When Being a Jerk Boss Will Come Back to Bite You in the Ass
WHY YOU SHOULD CARE
Because we’ve all suffered under the oppressive thumb of obnoxious supervisors.
By Carl Pettit
While you might be quietly (or not so quietly) cheering for karma to knock your jerk of a boss around a bit — and maybe loosen a few teeth in the process — it turns out that the cognitive benefits bullying supervisors gain from their boorish behavior are often short-lived, and the offending bosses are actually harmed for their wicked ways.
Authors of “The Short-Lived Benefits of Abusive Supervisory Behavior for Actors: An Investigation of Recovery and Work Engagement” recently demonstrated that:
The short-term benefits supervisors reap from their abusive actions don’t pay off in the long run.
Why? The human mind has only so much energy to draw from during a typical workday. “Resource allocation theories posit that people have a finite amount of attentional resources — or mental energy, in layperson’s terms — available to them at any given moment,” explains Russell E. Johnson, associate professor of management at the Eli Broad College of Business at Michigan State University, and one of the main authors of the study. As mental energy decreases, it becomes more difficult for people to “control their subsequent behavior.”
Studies have shown that employees react even more negatively when bosses are inconsistent.
The study, carried out in the U.S. and China, examined the tendency to treat employees poorly, especially when confronted with high job demands. Two experiments were conducted. The first, which studied university students from China and supervisors recruited from Amazon’s Mechanical Turk (a human intelligence crowdsourcing marketplace), incentivized and punished supervisors to motivate — and even feel hostile toward — underperforming subordinates.

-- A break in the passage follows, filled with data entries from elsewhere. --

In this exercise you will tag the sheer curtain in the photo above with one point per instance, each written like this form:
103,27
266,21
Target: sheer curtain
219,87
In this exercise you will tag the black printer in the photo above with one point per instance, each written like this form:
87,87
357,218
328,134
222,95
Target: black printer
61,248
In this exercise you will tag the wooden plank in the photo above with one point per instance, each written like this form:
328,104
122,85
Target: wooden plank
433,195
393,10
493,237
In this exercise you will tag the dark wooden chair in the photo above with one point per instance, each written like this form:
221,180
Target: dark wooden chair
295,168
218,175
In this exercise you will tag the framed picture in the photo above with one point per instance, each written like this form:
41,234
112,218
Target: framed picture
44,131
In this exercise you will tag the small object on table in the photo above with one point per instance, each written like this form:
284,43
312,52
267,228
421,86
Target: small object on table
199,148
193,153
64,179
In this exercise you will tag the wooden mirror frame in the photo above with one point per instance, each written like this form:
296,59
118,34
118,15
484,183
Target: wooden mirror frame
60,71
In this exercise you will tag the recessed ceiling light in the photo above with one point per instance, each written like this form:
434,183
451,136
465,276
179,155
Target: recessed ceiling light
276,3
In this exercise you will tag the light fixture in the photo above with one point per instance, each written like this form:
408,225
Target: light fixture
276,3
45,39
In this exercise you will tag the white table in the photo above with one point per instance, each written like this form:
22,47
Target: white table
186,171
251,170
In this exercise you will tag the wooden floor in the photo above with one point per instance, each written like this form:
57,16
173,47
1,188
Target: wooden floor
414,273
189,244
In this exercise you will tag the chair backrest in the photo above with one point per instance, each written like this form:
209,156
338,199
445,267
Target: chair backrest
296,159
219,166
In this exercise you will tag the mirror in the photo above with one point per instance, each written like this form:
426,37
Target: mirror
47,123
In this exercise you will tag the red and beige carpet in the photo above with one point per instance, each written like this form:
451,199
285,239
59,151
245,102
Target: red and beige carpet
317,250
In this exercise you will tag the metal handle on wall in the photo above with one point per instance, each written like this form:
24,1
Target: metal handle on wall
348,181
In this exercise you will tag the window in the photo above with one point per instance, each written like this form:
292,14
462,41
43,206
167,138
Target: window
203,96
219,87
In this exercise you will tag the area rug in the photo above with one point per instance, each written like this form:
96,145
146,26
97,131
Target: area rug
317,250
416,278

The second study invited supervisors working in China to report on their own abusive conduct, and note how it affected their mental energy recovery levels (positively or negatively), and the time frames in which this occurred.
The study showed that while abusive behavior can offer short-term recovery advantages (replenishing attentional resources), since managers don’t have to waste energy suppressing their nastier urges — like berating subordinates who may then seek to undermine their abusive supervisors — these benefits are short-lived, and come back to haunt oppressive bosses in “as little as a week’s time.”
Linda Neider, a professor of management at the University of Miami, believes the study has the potential to help “train potential abusers to utilize more appropriate behaviors.” One limitation of the study, she found, was “that it attempts to understand abusive supervision over a very short period of time,” when understanding the long-term consequences “may be more meaningful.”
“Even mild forms of abuse in small doses are destructive,” Johnson says. Studies have shown that employees react even more negatively when bosses are inconsistent. “Working for a manager who switches between Dr. Jekyll and Mr. Hyde personas is very stressful,” he says, because employees don’t know which persona they’ll have to deal with on any given day.
“Over time the abusive supervisor builds up a cadre of enemies who simply wait on the sidelines, hoping for the opportunity to watch or proactively help them to fail,” Neider says. One of the goals of the study, according to Johnson, is to replace abusive strategies with healthier ones by making managers more aware of the social impact of their actions, and “enhancing their sense of empathic concern” for the people toiling beneath them.
At the end of the day, the fix for replenishing mental energy could be as simple as learning how to psychologically detach from work for short periods of time (quick naps, non-working lunches, physical exercise, meditation, etc.), which could make the lives of supervisors with abusive tendencies in high demand jobs — and their long-suffering subordinates — a hell of a lot better, or at least less of a mental drain.